Parsing out the exact impact of the European crisis on the U.S. economy can be difficult. There’s a strong chance that Europe can wound the U.S., and the cumulative effect could be drastic. The danger doesn’t come from where you would expect—exports from the U.S. to Europe. Though turmoil in the region certainly poses a risk to U.S. exporters, for the first quarter U.S. exports to Europe were up more than 8 percent, to $86 billion. Total exports account for only about 14 percent of U.S. gross domestic product, a small fraction of which go to Europe.
Yet as the economy has recovered over the last three years, increased exports have accounted for about 45 percent of GDP growth, says RBC Capital Markets chief U.S. economist Tom Porcelli. “That’s an enormous number for something that accounts for such a small part of overall activity,” says Porcelli.
Porcelli believes Europe’s troubles may hit U.S. exports in a more roundabout way. Emerging markets such as Brazil, Mexico, and China have accounted for the bulk of U.S. export growth over the last few years. Since the recession began in 2007, exports to Brazil have increased by more than 70 percent. Emerging market countries get the majority of their lending from European banks. So if Europe continues to deteriorate and its financial system tightens, some emerging markets could lose a key source of financing, which in turn could squeeze their ability to keep buying U.S. goods. “That’s a very important aspect that can’t be overlooked,” says Porcelli.
Europe’s mess also poses significant supply-chain risk to U.S. manufacturers. According to Kris Bledowski, a senior economist at the Manufacturers Alliance for Productivity and Innovation, even if American companies are not shipping a lot of goods to Europe, it’s an important source of components, such as car engines and plastic parts, to many U.S. manufacturers. “The feedback I’m getting is a concern over the logistical issues that may arise in Europe due to labor issues or economic paralysis there,” says Bledowski. Of special concern, he says, is European suppliers losing access to credit from local banks.
Another potential point of contagion is the U.S. financial system’s exposure to Europe’s souring debt, particularly that of Spain and Greece. According to the Bank for International Settlements, which promotes cooperation between central banks, U.S. banks held $952 billion in euro area debt in the third quarter of 2009. By the fourth quarter of 2011, the latest data available, that exposure was down to $656 billion. That’s a comfort, but still a large risk.

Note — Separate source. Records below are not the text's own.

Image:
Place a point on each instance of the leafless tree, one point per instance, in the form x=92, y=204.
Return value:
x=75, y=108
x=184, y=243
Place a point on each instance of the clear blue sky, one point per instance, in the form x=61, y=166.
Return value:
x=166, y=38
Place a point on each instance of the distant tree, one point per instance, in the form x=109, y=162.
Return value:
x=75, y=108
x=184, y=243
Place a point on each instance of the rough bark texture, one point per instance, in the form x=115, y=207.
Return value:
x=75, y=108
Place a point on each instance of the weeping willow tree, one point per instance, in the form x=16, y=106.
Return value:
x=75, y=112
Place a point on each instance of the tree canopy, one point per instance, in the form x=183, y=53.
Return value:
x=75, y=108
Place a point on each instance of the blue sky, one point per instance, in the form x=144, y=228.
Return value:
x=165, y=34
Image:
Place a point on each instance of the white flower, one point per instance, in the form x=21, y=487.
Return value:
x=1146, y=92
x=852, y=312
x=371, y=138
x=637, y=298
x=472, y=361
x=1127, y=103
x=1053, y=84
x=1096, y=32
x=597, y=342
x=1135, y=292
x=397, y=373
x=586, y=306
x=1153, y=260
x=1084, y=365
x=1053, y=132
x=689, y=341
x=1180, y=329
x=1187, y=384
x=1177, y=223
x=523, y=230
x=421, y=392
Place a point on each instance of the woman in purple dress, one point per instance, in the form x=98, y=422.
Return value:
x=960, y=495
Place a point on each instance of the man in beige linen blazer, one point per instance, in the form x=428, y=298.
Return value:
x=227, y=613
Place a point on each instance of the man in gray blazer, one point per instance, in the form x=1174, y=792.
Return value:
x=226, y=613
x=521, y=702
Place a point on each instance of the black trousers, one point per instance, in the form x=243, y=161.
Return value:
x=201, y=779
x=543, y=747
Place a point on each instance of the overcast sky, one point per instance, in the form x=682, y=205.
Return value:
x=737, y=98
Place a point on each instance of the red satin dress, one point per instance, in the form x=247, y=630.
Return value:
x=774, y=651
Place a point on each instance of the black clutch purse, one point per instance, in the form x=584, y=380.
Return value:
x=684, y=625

While the region’s turmoil has helped lower the borrowing costs of the U.S. government as investors seeking safety buy Treasuries, a new study from the Federal Reserve Bank of San Francisco found that Europe’s woes have increased the borrowing costs for U.S. corporations through a phenomenon known as the contagion coefficient, essentially a measure of correlation. From 2009 to 2011, every percentage point increase in the amount that European corporations were charged to borrow money translated into a 0.68 percentage point rise in the rate U.S. corporations paid, meaning that about two-thirds of the rise in European corporate borrowing costs were passed on to U.S. companies.
Other psychological factors are far more difficult to quantify. Paul Ashworth, chief economist at Capital Economics, says the turmoil in Europe is “responsible for quite a lot” of the recent U.S. economic slowdown, not so much from a direct sales or trade perspective but in the dampening effect it’s had on animal spirits in the U.S.
The European crisis has been like a big yellow caution flag waved in front of many U.S. businesses, Ashworth says, giving many managers reason to act conservatively. “A lack of confidence can be very contagious,” says Shawn DuBravac, chief economist of the Consumer Electronics Association, a trade group that represents 2,300 companies. As businesses hold off from hiring and investing in reaction to a crisis, economic activity decreases even more. “The crisis of 2008 is still very fresh in the minds of a lot of U.S. businesses,” says DuBravac. “Any time you see something that seems similar, you’re going to revert to those bad memories.”
For some large U.S. multinationals, Europe’s plight is already producing losses. General Motors’ European vehicle sales fell 12 percent during the first quarter of this year compared with the same period in 2011. The carmaker’s first-quarter European operating loss totaled $256 million, which doesn’t include $590 million in writedowns. Analysts expect it will have to spend at least $1 billion shutting some of its 11 European factories and laying off some of its 39,000 workers there. GM Chief Executive Officer Dan Akerson signaled the difficulties back in February: “The situation in Europe today is not a whole lot different than it was in the United States or North America generally three-plus years ago.”